Environmental science. A PhD student analyzing satellite imagery wants help understanding how to distinguish deforestation events from seasonal vegetation loss in time-series data. A bare-bones prompt might be: “Explain deforestation in Southeast Asia.” A stronger version would be: “I am a PhD student in environmental science working with Landsat 8 time-series data covering three provinces in Myanmar from 2015 to 2023. I am trying to distinguish permanent deforestation from seasonal vegetation changes. What variables in the imagery metadata are most useful for telling these apart, and what patterns in pixel-level spectral signatures should I look for? Please focus on practical indicators rather than theoretical background. Assume I am familiar with basic remote sensing concepts but not with this specific distinction.”
The second version provides role context, names the dataset and geographic scope, frames the specific interpretive problem, requests a particular type of guidance, and sets an explicit expertise assumption. It takes four or five sentences and eliminates the need for several rounds of follow-up clarification.
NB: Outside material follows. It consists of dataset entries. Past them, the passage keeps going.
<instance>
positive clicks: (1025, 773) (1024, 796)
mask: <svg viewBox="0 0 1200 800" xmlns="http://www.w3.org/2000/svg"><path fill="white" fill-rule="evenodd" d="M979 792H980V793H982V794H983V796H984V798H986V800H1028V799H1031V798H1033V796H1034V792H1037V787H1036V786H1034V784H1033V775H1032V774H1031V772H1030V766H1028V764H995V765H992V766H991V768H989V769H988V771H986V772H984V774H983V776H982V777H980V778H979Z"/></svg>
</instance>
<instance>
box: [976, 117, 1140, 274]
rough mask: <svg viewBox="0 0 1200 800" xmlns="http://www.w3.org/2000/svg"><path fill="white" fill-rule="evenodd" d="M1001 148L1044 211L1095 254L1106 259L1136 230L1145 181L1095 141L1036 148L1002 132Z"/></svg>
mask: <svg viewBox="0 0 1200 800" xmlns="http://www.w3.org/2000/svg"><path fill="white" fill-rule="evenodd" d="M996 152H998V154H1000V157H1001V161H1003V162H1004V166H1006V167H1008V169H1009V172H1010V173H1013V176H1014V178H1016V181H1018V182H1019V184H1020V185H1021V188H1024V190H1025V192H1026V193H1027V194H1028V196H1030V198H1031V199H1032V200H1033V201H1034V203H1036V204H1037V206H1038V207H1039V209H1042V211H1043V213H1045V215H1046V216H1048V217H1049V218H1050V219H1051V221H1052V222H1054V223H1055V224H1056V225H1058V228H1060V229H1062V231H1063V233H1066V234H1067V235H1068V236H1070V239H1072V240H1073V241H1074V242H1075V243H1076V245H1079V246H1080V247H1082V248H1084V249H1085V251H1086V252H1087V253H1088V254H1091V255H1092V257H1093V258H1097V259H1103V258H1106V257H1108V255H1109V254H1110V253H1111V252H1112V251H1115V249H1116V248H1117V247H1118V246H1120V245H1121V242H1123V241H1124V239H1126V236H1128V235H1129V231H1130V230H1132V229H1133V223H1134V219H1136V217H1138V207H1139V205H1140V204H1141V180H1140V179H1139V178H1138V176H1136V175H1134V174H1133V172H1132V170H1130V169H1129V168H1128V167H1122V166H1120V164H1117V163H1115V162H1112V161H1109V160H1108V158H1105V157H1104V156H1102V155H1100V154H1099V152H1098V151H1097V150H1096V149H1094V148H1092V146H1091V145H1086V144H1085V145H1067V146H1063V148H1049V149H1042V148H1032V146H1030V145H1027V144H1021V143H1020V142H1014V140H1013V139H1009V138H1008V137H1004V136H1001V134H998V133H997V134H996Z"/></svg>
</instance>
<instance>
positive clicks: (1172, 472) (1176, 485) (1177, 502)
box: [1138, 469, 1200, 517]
Sociology. A researcher studying intergenerational wealth transfer wants to use AI to help apply a coding scheme to a set of interview transcripts. She could start with: “Help me code these transcripts for financial secrecy.” A more effective version would be: “I am a sociologist studying how financial information is communicated across generations in high-net-worth American families. I am doing thematic analysis of 40 semi-structured interviews. I need you to apply four codes to the excerpt below: explicit financial secrecy, implicit financial secrecy, financial transparency, and ambiguous or unclear. After applying each code, write one sentence explaining your reasoning.” The instruction to explain the reasoning is a chain-of-thought element that keeps the model’s judgment visible and makes it much easier for the researcher to catch cases where the coding does not match her own conceptual framework.
Try This
Take a task from your current research that you would normally ask an AI assistant to help with. Write your first prompt without overthinking it, the same way you might dash off a question to a colleague. Review the output and identify two or three places where it fell short: wrong level of detail, wrong format, missing context, or reasoning that does not quite hold up.
Now revise the prompt, addressing each gap directly. Compare the two outputs side by side and note specifically what changed and why you think the revised prompt produced a different result.
If the second output still has problems, try one more iteration. This time, add an instruction asking the model to reason through the task before giving its final answer. Notice whether that changes the quality of the reasoning or just the visible structure of the response.
The goal is not to find the perfect prompt. It is to build a practical sense of which adjustments move the output in the right direction. That intuition transfers across tools and disciplines, which makes it one of the more durable skills you can develop as an AI-assisted researcher.
References
Jason Wei, Xuezhi Wang, Dale Schuurmans, Maarten Bosma, Fei Xia, Ed H Chi, Quoc V Le, Denny Zhou, and others. Chain-of-thought prompting elicits reasoning in large language models. Advances in Neural Information Processing Systems, 35:24824–24837, 2022.